This is Noah Hawley talking about the new series Alien: Earth.
In the 8-episode sci-fi drama inspired by the film franchise, the Earth is governed by five corporations: Prodigy, Weyland-Yutani, Lynch, Dynamic and Threshold. In this corporate era, cyborgs and synthetics exist alongside humans. Prodigy CEO changes the game when he unlocks a new technological advancement known as “hybrids.” The first hybrid prototype named “Wendy” marks a new dawn in the race for immortality.
The series stars Sydney Chandler, Alex Lawther, Timothy Olyphant, Babou Ceesay, and Samuel Blenkin. Hawley created Alien:Earth and serves as executive producer on the series.
Given the reins of the franchise, Hawley explains that his creative process started with an examination of his personal situation. “I’m raising kids in this world in which the technology we’ve created, the jury’s out on whether that’s going to turn on us. When they asked me if I had any ideas for [this]

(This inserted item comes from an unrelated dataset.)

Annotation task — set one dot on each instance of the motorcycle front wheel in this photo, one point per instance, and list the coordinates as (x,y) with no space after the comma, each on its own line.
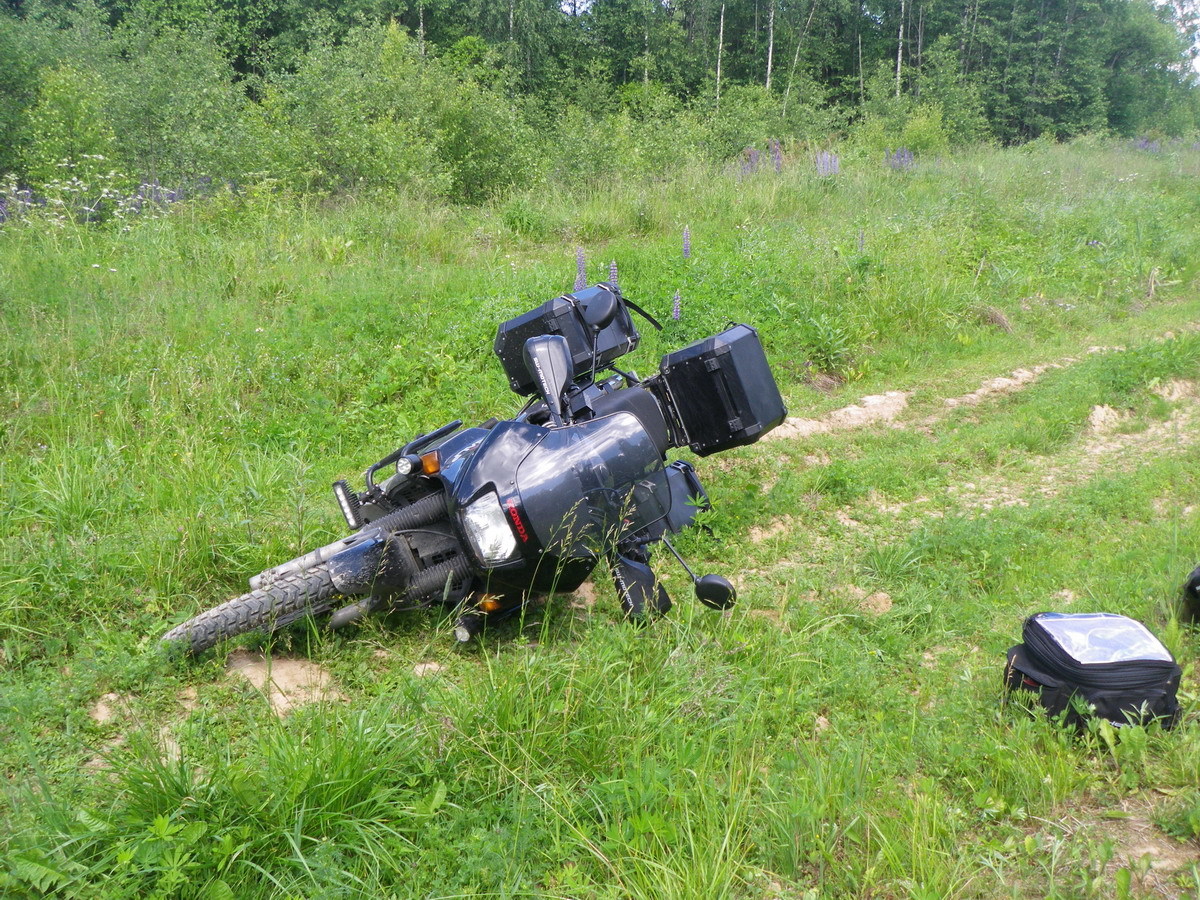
(270,607)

, I thought, ‘well, that’s what [the original movie] Alien is about. It’s about primordial monsters of our past that are trying to kill [the main character played by Sigourney [Weaver].’ And then the A.I. future we realize is also trying to kill her. So humanity is trapped between the A.I. future and the monsters of the past. Once I started with this idea of bringing children into this story — the human minds transferred into synthetic bodies, — then the Peter Pan analogy came pretty quickly after that.”

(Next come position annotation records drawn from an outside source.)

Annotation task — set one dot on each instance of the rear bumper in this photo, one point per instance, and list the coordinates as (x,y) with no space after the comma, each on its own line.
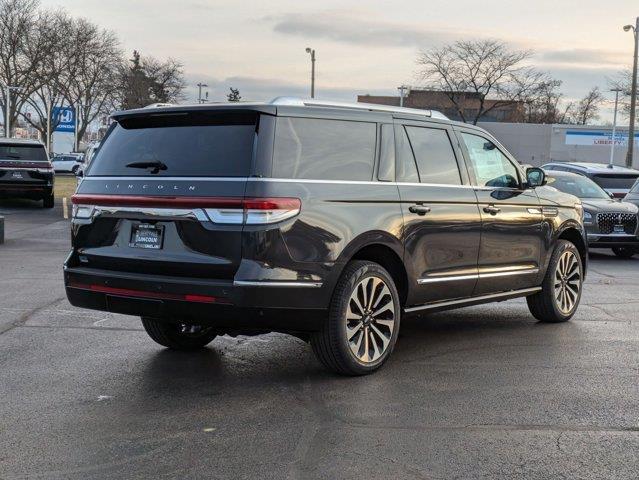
(240,306)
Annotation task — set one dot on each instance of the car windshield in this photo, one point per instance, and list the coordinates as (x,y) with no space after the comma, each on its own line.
(578,186)
(617,181)
(23,153)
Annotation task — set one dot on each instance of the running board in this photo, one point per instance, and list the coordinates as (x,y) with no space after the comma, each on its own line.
(467,302)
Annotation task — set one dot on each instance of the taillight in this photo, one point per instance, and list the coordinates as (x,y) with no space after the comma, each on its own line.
(223,210)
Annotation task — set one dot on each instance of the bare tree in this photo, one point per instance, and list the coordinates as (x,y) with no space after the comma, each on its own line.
(91,84)
(52,72)
(146,80)
(24,49)
(481,68)
(623,81)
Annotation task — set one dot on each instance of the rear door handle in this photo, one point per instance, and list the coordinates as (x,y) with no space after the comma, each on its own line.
(419,209)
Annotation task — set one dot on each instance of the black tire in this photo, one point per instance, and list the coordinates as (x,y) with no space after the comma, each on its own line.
(178,336)
(48,201)
(331,345)
(546,306)
(624,252)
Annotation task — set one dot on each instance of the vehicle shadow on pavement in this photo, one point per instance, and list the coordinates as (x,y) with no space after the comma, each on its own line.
(20,204)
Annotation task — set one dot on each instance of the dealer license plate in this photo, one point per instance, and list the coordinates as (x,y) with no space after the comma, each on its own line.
(145,235)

Going deeper, he says, “If my job is to render the emotional experience of watching Alien into a new delivery system, which is this television show, then one of the critical feelings is the discovery of the life cycle of the Xenomorph. I mean, it’s really four monsters in one, and each step is worse than the last, right? So, there’s this discovery process that after seven movies, we can’t get back. But, if I introduce new creatures and you don’t know how they reproduce or what they eat, then you feel that dread every time they’re on screen, or they’re not visible but you know they’re out there, you’re not sure what’s going to happen next.”

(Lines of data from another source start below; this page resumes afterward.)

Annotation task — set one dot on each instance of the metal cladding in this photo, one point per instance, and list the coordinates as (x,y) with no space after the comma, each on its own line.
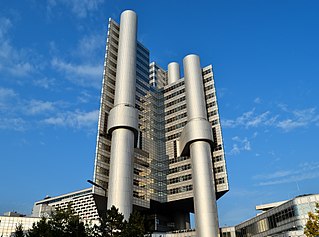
(173,72)
(199,149)
(126,60)
(123,119)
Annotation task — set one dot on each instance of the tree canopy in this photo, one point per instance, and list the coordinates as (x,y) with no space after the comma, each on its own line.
(312,225)
(65,223)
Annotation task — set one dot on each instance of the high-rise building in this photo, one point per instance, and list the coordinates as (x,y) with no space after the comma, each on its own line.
(159,143)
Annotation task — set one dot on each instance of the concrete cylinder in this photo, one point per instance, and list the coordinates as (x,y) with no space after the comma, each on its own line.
(120,191)
(200,152)
(120,188)
(126,60)
(206,215)
(173,72)
(195,96)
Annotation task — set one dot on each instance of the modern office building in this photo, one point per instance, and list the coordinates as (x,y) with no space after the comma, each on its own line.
(82,202)
(9,221)
(285,219)
(159,143)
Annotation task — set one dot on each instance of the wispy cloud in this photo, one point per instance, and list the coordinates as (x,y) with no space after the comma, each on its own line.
(15,124)
(39,107)
(80,8)
(13,61)
(45,83)
(80,74)
(299,118)
(240,145)
(286,120)
(250,119)
(304,171)
(76,119)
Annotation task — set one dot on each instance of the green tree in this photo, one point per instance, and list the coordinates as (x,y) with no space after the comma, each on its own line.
(312,225)
(63,223)
(111,223)
(19,231)
(40,229)
(135,225)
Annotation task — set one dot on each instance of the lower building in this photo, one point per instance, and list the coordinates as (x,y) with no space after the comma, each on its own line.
(9,222)
(82,202)
(283,219)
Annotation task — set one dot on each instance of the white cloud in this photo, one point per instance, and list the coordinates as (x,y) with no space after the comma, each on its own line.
(76,119)
(16,124)
(257,100)
(91,45)
(250,119)
(13,61)
(240,145)
(294,119)
(299,118)
(81,74)
(39,107)
(6,93)
(303,171)
(45,83)
(79,8)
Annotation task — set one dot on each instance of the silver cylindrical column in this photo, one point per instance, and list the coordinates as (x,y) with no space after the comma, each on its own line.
(120,189)
(204,192)
(173,72)
(126,60)
(195,97)
(200,152)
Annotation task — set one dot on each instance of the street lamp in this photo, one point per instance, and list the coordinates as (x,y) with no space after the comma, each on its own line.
(101,187)
(97,185)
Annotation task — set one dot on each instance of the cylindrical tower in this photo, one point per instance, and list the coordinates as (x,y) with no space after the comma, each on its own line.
(173,72)
(122,122)
(200,150)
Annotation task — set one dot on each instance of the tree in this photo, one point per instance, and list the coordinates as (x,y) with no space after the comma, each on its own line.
(19,231)
(312,225)
(40,229)
(135,226)
(63,223)
(112,223)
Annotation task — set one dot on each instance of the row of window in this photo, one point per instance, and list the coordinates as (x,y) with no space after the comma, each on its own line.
(103,171)
(179,179)
(178,159)
(218,158)
(175,94)
(104,158)
(179,168)
(177,126)
(174,102)
(173,87)
(219,169)
(178,117)
(220,181)
(180,189)
(179,108)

He says that for him ‘it was function over form,’ as in ‘what function do [the monsters] need to provide in the story?‘
“Then I just tried to gross myself out as much as possible as I went through the process,” Hawley admits.
Another element that Hawley felt is important in telling this story is the use of youngsters to really drive the narrative, which he reveals brings the aforementioned ‘Peter Pan’ quality to the series.
“The best way to explore is to look at the adult human world through the eyes of a child. Because children [are] bad liars. They don’t know how to pretend they’re not scared. They don’t take for granted some of the things that adults take for granted. And so going in through Wendy’s point of view and the other Lost Boys really allowed her to have the sort of pure decency at heart that could then confront the complacency [of] the evils of the adult world.”
Chandler, who portrays Wendy, discusses how she fashioned playing a child’s consciousness in an adult body, saying, “Wendy is very much a blank page. I feel like Noah was able to create a very layered, grounded character. But I would have this image of two magnets kind of pressing up against each other — the mind, which is known, and this body, which is unknown — and you just can’t get them to touch. It’s kind of like what’s in the middle—what’s that void, is what she’s seeking.”
Hawley concludes that, “What I want the audience to take away from [this series] really is my ambition for this genre to be bigger than just entertainment, for it to be a fun show, with all the action and horror we have. But I think science fiction has a responsibility to really look at the issues that we’re wrestling with and try to envision a future in which we can solve them. And so, my hope is that people ride the roller coaster episode to episode, but come out of it still thinking about the show and talking about the show afterwards.”
‘Alien: Earth, premieres two episodes on August 12th at 8/7c on FX and on Hulu domestically, and on Disney+ internationally on August 13th. Subsequently, a new episode will be released every Tuesday.